Unprivileged LXC containers don't work under systemd

Bug #1346734 reported by Martin Pitt on 2014-07-22
22
This bug affects 3 people
Affects Status Importance Assigned to Milestone
systemd (Ubuntu)
Medium
Martin Pitt

Bug Description

With systemd 208, unprivileged containers stop working when running under systemd (working fine under upstart with cgmanager). Quoting Stephane Graber:

In this setup, things don't work nearly as well. On login I'm only
placed into the name=systemd cgroup and not in any of the others, which
means that unprivileged LXC isn't usable.

Martin suggested setting JoinControllers in /etc/systemd/system.conf but
upon closer inspection, this isn't at all what we want. This setting is
used to tell systemd what controllers to co-mount, by default this is
set to cpu,cpuset (which caused the earlier cgmanager breakage).

Even though this option isn't helpful for what we want (i.e. setting the
list of cgroup controllers the first PID of a user session should be
added to), we should nonetheless set it to an empty string which should
instruct systemd not to co-mount any controller, therefore giving us a
more reliable behavior (identical to what we have in the upstart world
and unlikely to confuse lxc and other stuff doing direct cgroup access).

Additionally, we need to find an equivalent to our good old
"Controllers" logind.conf option, or re-introduce it or just patch
logind so that it will always join all the controllers (similar to what
the shim does).

== Actions ==
 * Update systemd.conf to set JoinControllers to an empty value.
 * Make it so new user sessions are joined to all the available
   controllers by doing one of the following:
   - Find the magic undocumented config variable
   - Re-introduce the "Controllers" option in logind.conf
   - Patch logind to have it always join all available controllers

Martin Pitt (pitti) on 2014-07-22
tags: added: systemd-boot
Changed in systemd (Ubuntu):
status: New → Triaged
Martin Pitt (pitti) wrote :

I have an unprivileged container setup in my test VM now, and they continue to work with 208. However, LXC under systemd currently requires some work (bug 1312532 and bug 1350947), so this should land first so that system-level containers work under systemd.
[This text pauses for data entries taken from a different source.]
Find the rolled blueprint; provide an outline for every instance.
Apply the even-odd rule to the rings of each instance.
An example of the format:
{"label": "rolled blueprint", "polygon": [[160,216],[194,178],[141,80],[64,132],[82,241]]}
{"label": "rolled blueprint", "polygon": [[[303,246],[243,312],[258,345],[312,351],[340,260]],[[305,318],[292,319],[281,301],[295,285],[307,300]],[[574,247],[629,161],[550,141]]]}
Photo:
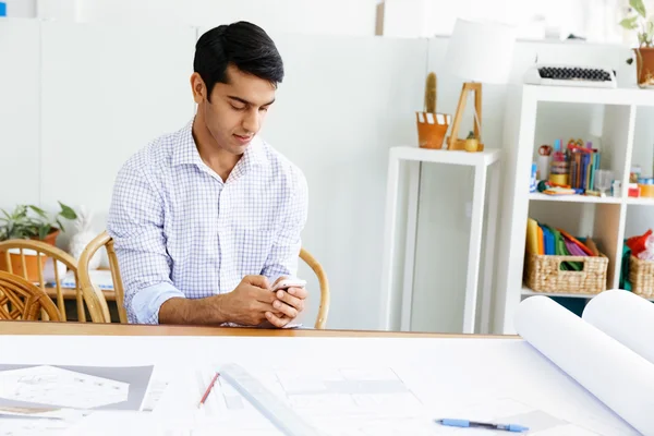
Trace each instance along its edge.
{"label": "rolled blueprint", "polygon": [[654,364],[547,296],[525,299],[518,334],[645,436],[654,436]]}
{"label": "rolled blueprint", "polygon": [[654,304],[650,301],[614,289],[591,300],[582,317],[654,364]]}

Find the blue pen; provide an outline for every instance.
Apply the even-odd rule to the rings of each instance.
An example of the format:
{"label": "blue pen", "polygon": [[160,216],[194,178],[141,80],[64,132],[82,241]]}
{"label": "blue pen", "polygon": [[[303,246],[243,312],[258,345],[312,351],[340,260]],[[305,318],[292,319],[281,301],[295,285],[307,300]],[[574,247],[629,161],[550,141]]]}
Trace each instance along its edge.
{"label": "blue pen", "polygon": [[447,425],[450,427],[481,427],[488,429],[504,429],[506,432],[522,433],[529,431],[529,427],[524,427],[519,424],[493,424],[493,423],[481,423],[468,420],[436,420],[437,423]]}

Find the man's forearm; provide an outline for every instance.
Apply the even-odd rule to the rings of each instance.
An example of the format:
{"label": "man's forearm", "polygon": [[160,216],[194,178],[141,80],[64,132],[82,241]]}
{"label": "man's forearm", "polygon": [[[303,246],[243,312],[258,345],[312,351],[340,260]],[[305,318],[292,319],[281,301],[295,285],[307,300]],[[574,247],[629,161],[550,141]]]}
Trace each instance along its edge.
{"label": "man's forearm", "polygon": [[225,295],[213,295],[206,299],[173,298],[159,307],[159,324],[180,325],[219,325],[228,323],[228,316],[221,307]]}

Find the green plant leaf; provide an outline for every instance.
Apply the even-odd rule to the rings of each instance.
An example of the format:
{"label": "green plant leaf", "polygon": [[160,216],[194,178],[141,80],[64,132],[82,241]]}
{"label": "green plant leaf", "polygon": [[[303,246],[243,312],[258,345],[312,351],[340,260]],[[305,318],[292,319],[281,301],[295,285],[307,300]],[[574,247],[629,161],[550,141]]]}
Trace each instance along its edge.
{"label": "green plant leaf", "polygon": [[77,219],[77,214],[75,214],[75,210],[73,210],[72,207],[64,205],[63,203],[59,202],[59,205],[61,206],[61,216],[64,217],[65,219]]}
{"label": "green plant leaf", "polygon": [[629,0],[629,5],[631,8],[633,8],[633,10],[635,12],[638,12],[640,14],[640,16],[642,16],[642,17],[647,16],[647,13],[645,11],[645,4],[643,3],[643,0]]}
{"label": "green plant leaf", "polygon": [[43,225],[38,228],[38,239],[46,239],[48,233],[50,233],[50,225]]}
{"label": "green plant leaf", "polygon": [[630,19],[625,19],[622,20],[619,24],[620,26],[622,26],[622,28],[626,28],[628,31],[633,31],[634,28],[638,28],[638,15],[633,15]]}
{"label": "green plant leaf", "polygon": [[36,207],[36,206],[33,206],[33,205],[29,205],[27,207],[29,207],[32,210],[34,210],[35,213],[37,213],[39,217],[48,219],[48,215],[40,207]]}

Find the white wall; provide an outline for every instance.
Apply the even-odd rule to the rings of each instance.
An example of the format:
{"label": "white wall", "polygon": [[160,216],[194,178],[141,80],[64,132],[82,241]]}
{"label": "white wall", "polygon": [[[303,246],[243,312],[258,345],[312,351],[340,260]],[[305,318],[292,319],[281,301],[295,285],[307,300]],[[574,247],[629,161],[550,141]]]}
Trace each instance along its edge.
{"label": "white wall", "polygon": [[7,16],[10,19],[33,19],[36,16],[36,0],[3,0]]}
{"label": "white wall", "polygon": [[39,16],[208,27],[246,20],[272,33],[372,36],[376,5],[377,0],[39,0]]}
{"label": "white wall", "polygon": [[[0,72],[14,83],[7,86],[9,98],[0,100],[0,156],[12,157],[0,159],[0,204],[28,199],[50,210],[57,201],[85,205],[96,213],[99,232],[122,162],[193,114],[189,76],[196,32],[61,22],[39,26],[35,21],[0,29],[7,32],[2,41],[17,36],[32,41],[29,62],[22,55],[26,46],[0,44],[0,58],[11,53],[9,59],[16,60],[9,72]],[[375,328],[387,150],[415,142],[412,113],[422,104],[427,43],[272,37],[287,76],[262,135],[306,174],[311,199],[304,245],[328,272],[328,326]],[[25,77],[25,86],[15,86],[19,77]],[[13,109],[29,101],[21,87],[34,101],[31,112],[16,117]],[[25,138],[29,148],[22,146]],[[40,171],[34,165],[39,161]],[[65,247],[66,238],[59,243]],[[308,270],[301,274],[317,292]],[[317,296],[311,303],[308,319],[317,312]]]}
{"label": "white wall", "polygon": [[0,53],[0,207],[7,208],[39,202],[38,23],[3,20]]}
{"label": "white wall", "polygon": [[[3,21],[0,58],[8,66],[0,69],[0,206],[38,203],[51,208],[58,199],[84,204],[98,214],[100,231],[121,162],[193,113],[187,75],[195,37],[186,26]],[[304,242],[329,274],[328,326],[377,328],[387,149],[415,144],[413,113],[422,108],[427,69],[438,73],[439,110],[455,111],[461,82],[444,65],[447,39],[272,37],[287,78],[262,133],[307,175]],[[16,40],[20,46],[12,44]],[[609,63],[621,83],[633,82],[623,48],[535,43],[518,44],[513,81],[520,81],[536,55],[545,62]],[[502,146],[505,98],[504,87],[484,85],[488,147]],[[568,116],[588,125],[588,113]],[[642,117],[640,137],[653,143],[654,130],[646,113]],[[558,134],[558,124],[550,132]],[[540,134],[552,136],[546,129]],[[425,168],[414,329],[456,331],[461,325],[470,175]],[[510,174],[505,175],[502,192],[508,192]],[[501,217],[500,222],[510,226]],[[306,270],[303,275],[310,276]]]}
{"label": "white wall", "polygon": [[565,39],[570,34],[594,43],[621,43],[618,26],[626,0],[386,0],[384,35],[450,35],[457,17],[491,20],[518,27],[523,39]]}

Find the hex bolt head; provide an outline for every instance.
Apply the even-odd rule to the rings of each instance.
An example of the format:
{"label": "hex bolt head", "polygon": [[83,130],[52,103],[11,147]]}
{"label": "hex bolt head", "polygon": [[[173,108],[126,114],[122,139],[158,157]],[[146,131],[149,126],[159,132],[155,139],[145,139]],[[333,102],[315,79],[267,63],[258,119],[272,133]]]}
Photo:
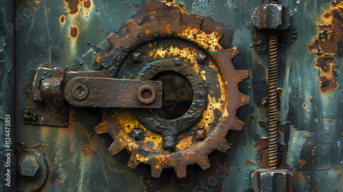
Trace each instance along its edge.
{"label": "hex bolt head", "polygon": [[131,133],[131,136],[137,141],[143,141],[145,139],[144,132],[141,128],[134,128],[132,130],[132,132]]}
{"label": "hex bolt head", "polygon": [[60,121],[62,123],[64,123],[65,121],[67,121],[67,115],[65,115],[64,114],[61,114],[58,117],[58,121]]}
{"label": "hex bolt head", "polygon": [[194,136],[196,137],[196,141],[198,141],[205,139],[206,134],[207,133],[206,132],[206,130],[202,128],[199,128],[194,132]]}
{"label": "hex bolt head", "polygon": [[132,61],[135,63],[141,62],[143,60],[142,53],[136,51],[132,53]]}
{"label": "hex bolt head", "polygon": [[83,84],[77,84],[74,85],[71,89],[71,96],[78,101],[87,98],[89,90],[88,87]]}
{"label": "hex bolt head", "polygon": [[21,176],[34,177],[39,169],[39,163],[36,158],[28,155],[19,161]]}
{"label": "hex bolt head", "polygon": [[200,52],[196,56],[196,61],[199,64],[204,64],[209,60],[209,56],[204,52]]}

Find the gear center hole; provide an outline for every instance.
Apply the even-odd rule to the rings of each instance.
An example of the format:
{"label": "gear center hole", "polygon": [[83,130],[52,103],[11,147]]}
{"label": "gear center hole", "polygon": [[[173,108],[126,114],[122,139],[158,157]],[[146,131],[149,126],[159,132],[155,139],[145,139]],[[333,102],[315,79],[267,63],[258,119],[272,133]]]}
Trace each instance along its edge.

Then I'll look into the cgroups issue.

Stéphane, can I check this without LXC somehow? I think my session processes already are in all cgroups:

$ cat /proc/$$/cgroup
10:hugetlb:/
9:perf_event:/
8:blkio:/
7:net_cls,net_prio:/
6:freezer:/
5:devices:/
4:memory:/
3:cpu,cpuacct:/
2:cpuset:/
1:name=systemd:/user.slice/user-1000.slice/session-c2.scope

$ grep $$ /sys/fs/cgroup/*/cgroup.procs
/sys/fs/cgroup/blkio/cgroup.procs:2898
/sys/fs/cgroup/cpuacct/cgroup.procs:2898
/sys/fs/cgroup/cpu/cgroup.procs:2898
/sys/fs/cgroup/cpu,cpuacct/cgroup.procs:2898
/sys/fs/cgroup/cpuset/cgroup.procs:2898
/sys/fs/cgroup/devices/cgroup.procs:2898
/sys/fs/cgroup/freezer/cgroup.procs:2898
/sys/fs/cgroup/hugetlb/cgroup.procs:2898
/sys/fs/cgroup/memory/cgroup.procs:2898
/sys/fs/cgroup/net_cls/cgroup.procs:2898
/sys/fs/cgroup/net_cls,net_prio/cgroup.procs:2898
/sys/fs/cgroup/net_prio/cgroup.procs:2898
/sys/fs/cgroup/perf_event/cgroup.procs:2898

Or do I misunderstand this?

Martin Pitt (pitti) wrote :
Changed in systemd (Ubuntu):
importance: Undecided → Medium
Martin Pitt (pitti) wrote :

For my own notes: No hints from upstream; my current theory is that the best place to hook this in would be in src/core/service.c service_spawn(): After a successful exec_spawn(), if the unit is a *.scope, also put it into all other cgroup controlles (cg_create() and cg_attach()).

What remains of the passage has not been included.